OpenAI Codex: The Complete Guide to Cloud-Based AI Coding Agents

OpenAI Codex fundamentally changed how developers think about AI-assisted programming. Rather than suggesting the next line of code while you type, Codex operates as an autonomous cloud-based software engineering agent — you assign it a task, it spins up an isolated sandbox with your repository, writes code, runs tests, and commits changes. You review the pull request. Launched in May 2025 and powered by codex-1, a version of o3 optimized specifically for software engineering, Codex represents OpenAI's bet that the future of development is asynchronous delegation, not real-time autocomplete. This guide covers everything you need to know: how Codex works, what it costs, how to set it up, and how it stacks up against every major alternative.

What Is Codex?

Codex is a cloud-based software engineering agent accessible through the ChatGPT sidebar. Unlike inline code completion tools like GitHub Copilot or Cursor, Codex doesn't sit inside your editor waiting for you to type. Instead, you assign it discrete tasks — writing features, fixing bugs, answering codebase questions, proposing pull requests — and each task runs independently in its own isolated cloud sandbox preloaded with your repository.

The underlying model, codex-1, was trained using reinforcement learning on real-world coding tasks across diverse environments. OpenAI specifically optimized it to produce code that mirrors human style and PR conventions, follows instructions precisely, and iteratively runs tests until they pass. On SWE-Bench Verified, codex-1 demonstrates strong performance even without custom configuration files.

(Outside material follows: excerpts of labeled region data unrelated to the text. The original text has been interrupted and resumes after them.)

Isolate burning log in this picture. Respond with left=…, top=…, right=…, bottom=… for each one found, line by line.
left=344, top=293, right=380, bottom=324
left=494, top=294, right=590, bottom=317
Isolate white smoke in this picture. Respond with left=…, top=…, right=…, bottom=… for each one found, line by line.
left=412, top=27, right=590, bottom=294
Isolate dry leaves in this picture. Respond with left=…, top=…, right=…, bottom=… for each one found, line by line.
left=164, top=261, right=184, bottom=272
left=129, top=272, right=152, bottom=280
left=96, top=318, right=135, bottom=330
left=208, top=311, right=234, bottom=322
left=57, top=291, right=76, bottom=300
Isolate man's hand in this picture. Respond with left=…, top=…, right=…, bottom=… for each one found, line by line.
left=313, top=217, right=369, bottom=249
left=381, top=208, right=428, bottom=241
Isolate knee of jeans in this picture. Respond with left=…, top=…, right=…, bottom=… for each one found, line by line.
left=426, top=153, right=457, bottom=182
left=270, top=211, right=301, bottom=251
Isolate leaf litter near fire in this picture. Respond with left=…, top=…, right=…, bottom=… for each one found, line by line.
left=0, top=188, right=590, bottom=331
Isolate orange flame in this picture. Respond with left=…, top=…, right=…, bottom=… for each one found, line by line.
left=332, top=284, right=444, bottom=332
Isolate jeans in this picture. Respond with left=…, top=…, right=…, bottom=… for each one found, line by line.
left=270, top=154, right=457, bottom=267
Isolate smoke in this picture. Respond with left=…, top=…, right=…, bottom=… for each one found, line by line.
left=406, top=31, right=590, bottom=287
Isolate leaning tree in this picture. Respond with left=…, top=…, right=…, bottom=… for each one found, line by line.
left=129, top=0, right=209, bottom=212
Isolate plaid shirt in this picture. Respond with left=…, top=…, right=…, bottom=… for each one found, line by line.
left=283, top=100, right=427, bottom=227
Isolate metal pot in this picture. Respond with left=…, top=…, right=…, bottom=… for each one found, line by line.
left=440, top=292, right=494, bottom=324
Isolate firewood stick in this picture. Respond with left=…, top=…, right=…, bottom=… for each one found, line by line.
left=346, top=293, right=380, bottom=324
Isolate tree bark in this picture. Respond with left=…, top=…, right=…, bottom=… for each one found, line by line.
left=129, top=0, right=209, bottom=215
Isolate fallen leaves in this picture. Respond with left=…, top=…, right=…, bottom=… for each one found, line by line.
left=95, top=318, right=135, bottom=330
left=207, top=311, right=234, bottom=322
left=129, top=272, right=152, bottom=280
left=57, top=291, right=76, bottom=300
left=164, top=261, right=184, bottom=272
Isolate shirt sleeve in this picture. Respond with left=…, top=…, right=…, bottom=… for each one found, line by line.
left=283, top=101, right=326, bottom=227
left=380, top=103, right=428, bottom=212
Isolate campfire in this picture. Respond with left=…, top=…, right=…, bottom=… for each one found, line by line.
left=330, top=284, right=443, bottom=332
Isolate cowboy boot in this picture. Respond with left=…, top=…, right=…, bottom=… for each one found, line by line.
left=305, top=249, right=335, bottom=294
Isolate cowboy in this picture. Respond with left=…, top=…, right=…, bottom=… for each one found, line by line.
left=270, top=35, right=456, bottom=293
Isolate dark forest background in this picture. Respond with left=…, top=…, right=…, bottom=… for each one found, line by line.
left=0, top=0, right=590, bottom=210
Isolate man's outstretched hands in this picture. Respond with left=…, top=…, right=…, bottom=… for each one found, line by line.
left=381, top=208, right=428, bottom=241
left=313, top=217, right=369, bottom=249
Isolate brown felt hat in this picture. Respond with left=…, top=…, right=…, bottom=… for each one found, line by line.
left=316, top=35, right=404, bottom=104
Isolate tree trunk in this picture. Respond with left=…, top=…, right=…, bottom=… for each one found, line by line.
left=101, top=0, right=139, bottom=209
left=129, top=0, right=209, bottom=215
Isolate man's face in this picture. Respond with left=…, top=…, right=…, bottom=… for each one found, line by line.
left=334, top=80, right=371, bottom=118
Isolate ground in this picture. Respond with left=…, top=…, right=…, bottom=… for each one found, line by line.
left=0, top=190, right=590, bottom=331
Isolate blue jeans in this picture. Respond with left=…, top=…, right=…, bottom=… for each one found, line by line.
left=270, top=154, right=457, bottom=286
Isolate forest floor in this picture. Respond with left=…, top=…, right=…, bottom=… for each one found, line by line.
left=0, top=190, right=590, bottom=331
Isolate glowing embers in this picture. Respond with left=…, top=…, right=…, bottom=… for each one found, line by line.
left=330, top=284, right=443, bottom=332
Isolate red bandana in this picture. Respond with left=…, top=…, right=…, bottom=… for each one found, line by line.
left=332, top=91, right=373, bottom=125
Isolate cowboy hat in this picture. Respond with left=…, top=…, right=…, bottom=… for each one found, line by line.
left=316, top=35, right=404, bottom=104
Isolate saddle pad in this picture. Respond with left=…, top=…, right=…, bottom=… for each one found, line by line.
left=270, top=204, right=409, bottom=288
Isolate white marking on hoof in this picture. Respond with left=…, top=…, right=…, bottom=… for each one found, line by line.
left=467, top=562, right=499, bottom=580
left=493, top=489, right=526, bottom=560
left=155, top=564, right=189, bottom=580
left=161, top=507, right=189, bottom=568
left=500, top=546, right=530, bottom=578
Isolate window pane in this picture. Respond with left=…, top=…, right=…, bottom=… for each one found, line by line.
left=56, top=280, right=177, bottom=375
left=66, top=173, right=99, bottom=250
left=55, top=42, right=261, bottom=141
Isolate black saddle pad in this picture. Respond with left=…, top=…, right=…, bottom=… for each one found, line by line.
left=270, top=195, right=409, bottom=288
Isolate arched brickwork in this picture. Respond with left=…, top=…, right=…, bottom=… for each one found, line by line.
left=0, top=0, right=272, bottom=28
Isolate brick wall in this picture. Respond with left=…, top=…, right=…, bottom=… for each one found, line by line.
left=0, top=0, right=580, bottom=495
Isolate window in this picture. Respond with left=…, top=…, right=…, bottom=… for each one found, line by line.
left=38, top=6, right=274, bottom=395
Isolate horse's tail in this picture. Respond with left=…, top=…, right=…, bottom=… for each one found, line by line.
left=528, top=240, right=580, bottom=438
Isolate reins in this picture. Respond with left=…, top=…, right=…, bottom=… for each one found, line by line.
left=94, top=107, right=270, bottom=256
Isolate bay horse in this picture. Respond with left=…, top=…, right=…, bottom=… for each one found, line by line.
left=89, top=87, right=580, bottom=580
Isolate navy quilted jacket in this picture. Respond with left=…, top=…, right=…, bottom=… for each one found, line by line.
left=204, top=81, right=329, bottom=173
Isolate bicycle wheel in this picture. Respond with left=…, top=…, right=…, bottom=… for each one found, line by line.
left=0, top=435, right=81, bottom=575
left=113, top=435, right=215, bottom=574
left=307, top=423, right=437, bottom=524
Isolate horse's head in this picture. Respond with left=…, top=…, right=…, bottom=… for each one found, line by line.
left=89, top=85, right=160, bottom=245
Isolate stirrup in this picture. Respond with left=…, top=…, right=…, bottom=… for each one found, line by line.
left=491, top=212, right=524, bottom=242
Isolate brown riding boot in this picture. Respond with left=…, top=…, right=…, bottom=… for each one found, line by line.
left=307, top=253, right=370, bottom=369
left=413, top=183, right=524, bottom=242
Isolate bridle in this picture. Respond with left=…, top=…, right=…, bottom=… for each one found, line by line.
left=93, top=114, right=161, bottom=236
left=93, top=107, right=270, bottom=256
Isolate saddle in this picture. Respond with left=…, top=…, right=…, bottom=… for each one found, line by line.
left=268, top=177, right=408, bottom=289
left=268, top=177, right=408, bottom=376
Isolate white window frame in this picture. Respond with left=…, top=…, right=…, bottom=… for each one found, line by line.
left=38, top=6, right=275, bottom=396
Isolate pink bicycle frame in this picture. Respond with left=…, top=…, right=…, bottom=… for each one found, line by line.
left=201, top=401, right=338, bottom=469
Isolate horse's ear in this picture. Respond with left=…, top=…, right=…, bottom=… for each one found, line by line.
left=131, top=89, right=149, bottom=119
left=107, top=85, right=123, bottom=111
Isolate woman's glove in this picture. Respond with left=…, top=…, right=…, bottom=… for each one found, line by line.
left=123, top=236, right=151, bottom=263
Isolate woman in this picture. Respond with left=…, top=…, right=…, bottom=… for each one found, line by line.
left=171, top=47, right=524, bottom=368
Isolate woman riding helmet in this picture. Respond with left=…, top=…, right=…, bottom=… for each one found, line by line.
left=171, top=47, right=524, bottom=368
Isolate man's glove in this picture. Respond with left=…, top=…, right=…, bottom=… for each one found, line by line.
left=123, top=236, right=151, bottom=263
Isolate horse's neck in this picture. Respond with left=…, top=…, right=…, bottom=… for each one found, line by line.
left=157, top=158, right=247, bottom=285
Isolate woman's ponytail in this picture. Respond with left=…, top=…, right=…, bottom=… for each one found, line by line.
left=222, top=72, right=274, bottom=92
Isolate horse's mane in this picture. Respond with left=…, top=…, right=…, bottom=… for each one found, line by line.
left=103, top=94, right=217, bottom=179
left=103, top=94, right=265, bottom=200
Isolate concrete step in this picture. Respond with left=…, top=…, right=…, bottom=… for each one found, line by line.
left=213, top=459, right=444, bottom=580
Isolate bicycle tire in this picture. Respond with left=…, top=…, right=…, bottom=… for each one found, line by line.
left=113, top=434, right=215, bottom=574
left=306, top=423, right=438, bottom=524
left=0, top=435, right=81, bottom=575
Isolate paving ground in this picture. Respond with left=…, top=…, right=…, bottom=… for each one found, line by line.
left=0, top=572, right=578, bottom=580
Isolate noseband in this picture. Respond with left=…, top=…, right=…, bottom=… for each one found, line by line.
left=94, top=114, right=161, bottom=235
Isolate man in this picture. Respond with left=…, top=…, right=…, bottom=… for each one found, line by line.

Codex also includes a terminal counterpart: Codex CLI, a lightweight open-source agent that runs locally in your terminal. While the cloud version handles complex, long-running tasks asynchronously, Codex CLI is optimized for fast, interactive workflows — code Q&A, quick edits, and real-time pairing. It's powered by codex-mini-latest, a smaller model based on o4-mini that's tuned for low-latency code editing.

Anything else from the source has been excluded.